Annapurna, Attempt and Tragedy. On December 2, Anatoli Boukreev and I, accompanied by the alpinist and videographer Dimitri Sobolev, flew by helicopter from the last lodge to a base camp at 4095 meters. A long glacier separated us from the beginning of Annapurna’s south face and the traditional Base Camp, where, due to the abundant snow in which the helicopter would have “sunk,” it had not been possible to land. We were forced to break trail along the glacier to get to the base of the face, an exhausting task compounded by much new and abundant snows.
Our stay on the mountain continued to be christened by snowfall that accumulated to four meters. This forced us to change our climbing itinerary (though we kept the summit of Annapurna I as our final objective). The new line of ascent we picked wound its way up the steep east face of Annapurna Fang (7847m) to the line of notches situated between this summit and that of Annapurna II. Once we reached this col we would be able to make a long traverse along the ridge that would bring us to the summit of Annapurna Fang (which is avoidable) and then on to that of Annapurna I. A new itinerary, possibly more difficult, surely longer than an ascent via the Bonington route but, in our minds, much safer given the conditions.
We grew accustomed to proceeding with snow up to our bellies and with packs weighing as much as 34 kilos. On December 25, we began a constant advance in piolet traction on fine mixed terrain to reach the ridge. As we had agreed, I led and equipped the most technically demanding pitches.

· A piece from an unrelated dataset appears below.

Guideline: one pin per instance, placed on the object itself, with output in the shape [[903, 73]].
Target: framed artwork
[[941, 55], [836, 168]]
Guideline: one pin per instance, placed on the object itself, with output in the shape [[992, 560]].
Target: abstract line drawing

Thus, after an hour’s climb, Anatoli made a small stance for himself on the slope to deal with the unspooling and joining of the rope coils as I slowly dragged them toward the ridge.
After a couple of hours, I was about 50 to 70 meters from the exit onto the ridge at 6300 meters, but a yell from Anatoli announced the end of the last coil of rope. He suggested I set up an anchor to fix the long umbilical cord that connected us. I carried out the task and, given the high difficulty of the last section remaining to be climbed, I decided to wait for him, who now had been joined by Dimitri.
I spent the first few minutes filming and photographing my two friends, then concerned myself with putting the video camera away in my pack so I could get my gloves back on. In the time it took to think of doing this, but before I actually could begin, I realized the moment of my death was silently approaching.
Blocks of ice and rock in a cloud of snow were falling down on me. In a state of animated “peaceful resignation,” I thought only of yelling out the danger to Anatoli and Dimitri. I remember seeing them make a rapid lateral move in an attempt to get out of the way of the avalanche while I crouched and leaned against the wall, gripping with my bare hands the rope that had just been fixed.
I wasn’t able to resist the fury of this mass for even a second, and I fell rapidly, grasping the rope between my hands as it burned and lacerated my fingers almost through to the bone. The series of flights, slides and ricochets seemed like they would never end. All I could do was go along with the movement of the avalanche, often tumbling at break-neck speed and losing orientation.
It was 12:37 when I stopped, half-buried in the snow, at 5500 meters. I could not see out of one eye, my hands were stripped to the bone, my clothes were in shreds, and I had lost all my equipment except for my crampons. I immediately called Anatoli and Dimitri many times but no one answered. I staggered about in the avalanche for about 15 minutes without seeing or hearing anything from them.
I was alive, but unsure of my survival given the conditions and the 1500 meters of wall yet to descend before getting to Base Camp. There, I would be able to organize the rescue that I knew would arrive within a few days’ wait.
Good fortune willed that only 50 meters from the avalanche stood our Camp I tent, inside which I had a supply of clothing. After exhaustingly redressing, I started the long, dramatic descent without use of my hands and able to see out of only one eye. After six hours, I arrived exhausted at the 4095-meter Base Camp where my Nepalese cook attended to me, ignorant of what had just happened. Thanks to his nocturnal walk of more than ten hours to a village, and the subsequent radio contact with a friend, Nima, from Cho Oyu, who was trekking in Kathmandu, I was able to take advantage of the help of a helicopter that came and got me on December 26 at Base Camp.
Three days later, I was once again in a helicopter trying to fly over the avalanche and possibly see my friends still alive. Unfortunately, there still is no trace of them today, apart from what remains of Anatoli in the pages of the history of alpinism.